The English football season runs from August to May. It’s always seemed like a strange way of doing things, especially since the English grass-growing season runs from May to August.
For large clubs like Tottenham Hotspur this means a hefty electricity bill – they rely on high-powered sun lamps to keep the turf in Premier League condition throughout the year, while giant banks of floodlights are needed to illuminate the action on gloomy winter days.
So when Spurs joined 10:10, their lighting was first in line for an overhaul. The club replaced 136 lights with energy-efficient models – a six figure investment that has made them around 25% cheaper to run.
They also experimented with new lighting controls, including time switches at the training ground and motion sensors dotted around the stadium. These had to be removed from the team dressing rooms, however, after showering players were repeatedly plunged into darkness!
Heating controls, including those on the tireless training-ground washing machines, got a downwards nudge, while push taps in toilets helped save energy and water.

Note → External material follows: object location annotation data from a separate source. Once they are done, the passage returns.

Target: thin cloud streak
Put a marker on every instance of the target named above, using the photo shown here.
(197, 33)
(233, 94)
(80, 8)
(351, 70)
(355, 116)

With thousands of potential opponents around the world and success rewarded with ever more overseas fixtures, travel is a difficult area for football clubs to tackle. Spurs have made some progress though.
Together, these changes have cut more than 400 tonnes of carbon in a single year
Promising young players are now spotted and recruited by people in situ rather than by jet-setting talent scouts, and directors take public transport to away games. Under this scheme, short-haul flights have dropped dramatically. Fans are playing their part too – after a big publicity push just 25% now travel to matches by car, down from a peak of 36%.
Together, these changes have cut more than 400 tonnes of carbon in a single year – 14% of the club’s total emissions. But equally impressive is the club’s commitment to the spirit of the project.
From a dedicated 10:10 tips page in matchday programmes to head chef Stephen Hurley’s local food fixation, Spurs have shown just as much appetite for action in the harder-to-measure areas.